So a couple of problems. First, you claim that raising the minimum wage will restore bargaining power to workers.
Much of the argument supporting minimum wage is its ability to lift workers out of poverty, and it also has the potential to influence the relative bargaining power between non-union workers and firms which was one of minimum wage's main purposes. Do you imagine workers had more bargaining power before 1938?
The only way to really get out of poverty, is to move up the income ladder.
You won't do that living on the minimum wage. No matter what.
I'm not sure why this is a hard concept. If you raise the minimum wage, prices will adjust. They always do. Every time you increase the minimum wage, price go up.
Why do you think in 2006 they are clamoring from a $7 minimum wage.... and then instantly when they go that $7.25 minimum wage, they clamoring for a $15 minimum wage?
Going from $5.25 to $7.25 was a huge increase. Yet as soon as they got it, they demand an even larger increase. Shouldn't all of those people now with much bigger paychecks have been ecstatic for it, instead of immediately starting "Fight for $15"?
Why didn't that work? Because prices increased with the minimum wage.
If you go back and look at Fast Food menus from 2006 and before, and then look at them in 2011... the "value meals" went from being about $5, to being about $8.
Years ago, there was a website that had menus from before, and after the minimum wage hike, showing the price changes. I don't know where that site went now.
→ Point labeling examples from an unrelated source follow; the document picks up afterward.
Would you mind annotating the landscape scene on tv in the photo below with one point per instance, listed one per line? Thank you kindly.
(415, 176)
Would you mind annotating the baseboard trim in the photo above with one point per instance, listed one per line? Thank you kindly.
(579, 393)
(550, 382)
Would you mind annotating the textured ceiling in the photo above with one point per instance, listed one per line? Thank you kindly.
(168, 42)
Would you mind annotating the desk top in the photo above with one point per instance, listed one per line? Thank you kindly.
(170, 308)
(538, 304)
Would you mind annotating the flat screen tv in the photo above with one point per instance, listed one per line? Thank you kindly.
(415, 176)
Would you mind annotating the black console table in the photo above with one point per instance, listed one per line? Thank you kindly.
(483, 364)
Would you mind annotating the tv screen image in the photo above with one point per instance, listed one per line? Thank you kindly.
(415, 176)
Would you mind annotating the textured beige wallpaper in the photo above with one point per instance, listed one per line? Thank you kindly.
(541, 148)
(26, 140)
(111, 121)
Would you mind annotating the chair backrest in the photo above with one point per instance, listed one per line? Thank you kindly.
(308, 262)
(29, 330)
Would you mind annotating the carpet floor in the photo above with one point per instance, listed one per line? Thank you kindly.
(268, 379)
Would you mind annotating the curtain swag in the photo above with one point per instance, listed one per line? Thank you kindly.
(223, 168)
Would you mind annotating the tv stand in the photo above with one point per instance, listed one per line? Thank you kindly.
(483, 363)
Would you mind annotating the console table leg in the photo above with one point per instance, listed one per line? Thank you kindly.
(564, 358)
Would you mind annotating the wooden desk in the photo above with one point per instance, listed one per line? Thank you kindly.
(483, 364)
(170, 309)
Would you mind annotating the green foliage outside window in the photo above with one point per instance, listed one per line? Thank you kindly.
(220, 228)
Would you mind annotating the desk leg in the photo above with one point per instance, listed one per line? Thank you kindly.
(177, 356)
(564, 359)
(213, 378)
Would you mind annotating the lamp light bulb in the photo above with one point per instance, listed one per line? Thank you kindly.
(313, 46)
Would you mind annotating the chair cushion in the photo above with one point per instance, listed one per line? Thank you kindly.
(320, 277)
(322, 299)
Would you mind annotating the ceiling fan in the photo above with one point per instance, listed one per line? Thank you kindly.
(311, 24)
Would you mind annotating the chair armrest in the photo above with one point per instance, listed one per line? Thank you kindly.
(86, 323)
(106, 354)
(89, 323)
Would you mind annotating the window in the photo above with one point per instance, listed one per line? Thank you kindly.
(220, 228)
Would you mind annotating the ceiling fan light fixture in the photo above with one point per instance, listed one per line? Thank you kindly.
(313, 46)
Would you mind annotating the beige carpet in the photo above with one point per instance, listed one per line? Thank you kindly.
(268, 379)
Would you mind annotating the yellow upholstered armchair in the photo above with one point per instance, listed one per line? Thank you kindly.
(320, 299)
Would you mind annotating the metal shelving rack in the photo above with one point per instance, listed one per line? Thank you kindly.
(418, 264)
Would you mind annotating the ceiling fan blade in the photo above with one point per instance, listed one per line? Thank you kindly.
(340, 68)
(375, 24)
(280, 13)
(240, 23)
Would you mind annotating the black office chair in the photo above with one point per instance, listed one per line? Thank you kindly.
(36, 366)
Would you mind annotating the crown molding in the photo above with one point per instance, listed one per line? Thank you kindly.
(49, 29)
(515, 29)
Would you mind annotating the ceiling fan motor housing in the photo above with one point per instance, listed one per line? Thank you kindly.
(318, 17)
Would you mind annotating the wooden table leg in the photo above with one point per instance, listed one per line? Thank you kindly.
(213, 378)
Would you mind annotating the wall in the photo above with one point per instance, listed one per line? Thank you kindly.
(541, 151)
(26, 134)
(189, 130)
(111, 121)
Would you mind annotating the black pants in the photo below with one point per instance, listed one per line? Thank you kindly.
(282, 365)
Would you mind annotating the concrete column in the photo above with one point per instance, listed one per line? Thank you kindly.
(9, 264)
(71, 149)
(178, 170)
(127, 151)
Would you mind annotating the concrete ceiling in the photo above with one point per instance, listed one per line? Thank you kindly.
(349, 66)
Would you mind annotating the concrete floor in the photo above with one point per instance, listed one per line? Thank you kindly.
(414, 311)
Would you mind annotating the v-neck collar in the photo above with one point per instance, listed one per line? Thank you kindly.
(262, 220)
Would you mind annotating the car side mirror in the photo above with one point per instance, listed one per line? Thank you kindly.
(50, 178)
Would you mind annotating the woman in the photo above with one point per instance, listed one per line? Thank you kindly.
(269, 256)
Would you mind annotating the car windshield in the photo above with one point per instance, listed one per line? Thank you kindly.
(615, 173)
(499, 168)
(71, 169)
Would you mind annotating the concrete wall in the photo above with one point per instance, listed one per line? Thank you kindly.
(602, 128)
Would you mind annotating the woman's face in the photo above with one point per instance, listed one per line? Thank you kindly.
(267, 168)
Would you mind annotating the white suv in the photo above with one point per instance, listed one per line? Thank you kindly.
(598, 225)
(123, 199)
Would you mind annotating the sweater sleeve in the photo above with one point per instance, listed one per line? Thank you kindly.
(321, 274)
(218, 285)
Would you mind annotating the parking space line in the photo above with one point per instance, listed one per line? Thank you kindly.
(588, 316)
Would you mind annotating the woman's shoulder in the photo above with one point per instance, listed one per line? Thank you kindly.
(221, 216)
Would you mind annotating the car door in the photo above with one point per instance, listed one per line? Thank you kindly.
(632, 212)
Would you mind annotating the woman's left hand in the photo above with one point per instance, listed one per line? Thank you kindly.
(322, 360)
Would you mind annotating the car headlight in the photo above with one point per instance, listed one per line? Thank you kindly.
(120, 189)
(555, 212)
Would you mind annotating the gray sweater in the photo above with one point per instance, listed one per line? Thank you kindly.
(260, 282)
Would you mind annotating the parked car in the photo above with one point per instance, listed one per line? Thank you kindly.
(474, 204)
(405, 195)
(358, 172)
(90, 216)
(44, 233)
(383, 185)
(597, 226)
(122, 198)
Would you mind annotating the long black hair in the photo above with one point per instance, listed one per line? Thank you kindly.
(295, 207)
Prices go up. Why do prices go up? Two reason, both connected to the minimum wage. A: The cost of labor is usually the most expensive part of running a business. That cost must be passed onto the consumer. B: When everyone has more money, demand goes up.
You know how supply and demand works. If supply stays the same, and demand goes up, prices goes up.
So it doesn't lift anyone out of poverty, and never has. Never will either.
What lifts people out of poverty, is them moving up the income ladder. Not government mandating it, but you yourself, moving your butt up the ladder.
Find something more valuable to do. Get a skill. Learn a craft. Get a degree. Open your own business. Or even move up the corporate ladder where you are. I know a guy that started off making $8/hour as a auto parts cashier, and now runs a store, and makes $60K a year or more (depending on the store profit bonus).
Do you imagine workers had more bargaining power before 1938?
That's impossible to tell, because there are different labor markets.
For example, I know engineers that have literally dictated terms to their employer. Honestly, one guy said he wanted to be able to remote work from home, and have a month off a year, because his wife's family was in another country, and the company gave him everything he wanted.
But if you are talking about low-skill or no-skill markets, no, they ave much less bargaining power, and they never will.... because we have a surplus of people in that market.
Companies don't need to negotiate with a Union, because they can and will replace every single one of you, or simply shut down the entire plant, and reopen it elsewhere. Hostess, MG Metals, the former GM plants, many examples.
No amount of laws is going to change that. There are simply too many people who have low/no skills.
But if you are high skilled, you have more bargaining power today, than ever before in US history. If you are a quality tradesman, you are in demand. You can set your schedule, and determine your own prices, and all kinds of things.
Now this is all generalities... because obviously if you are high skilled, but you are arrogant, or a jerk, or you don't do a good job, then yeah you'll still have crappy treatment.
But high skilled, high quality, hard working employees... are in such high demand, that yeah if you are really good, the power is in your court for sure.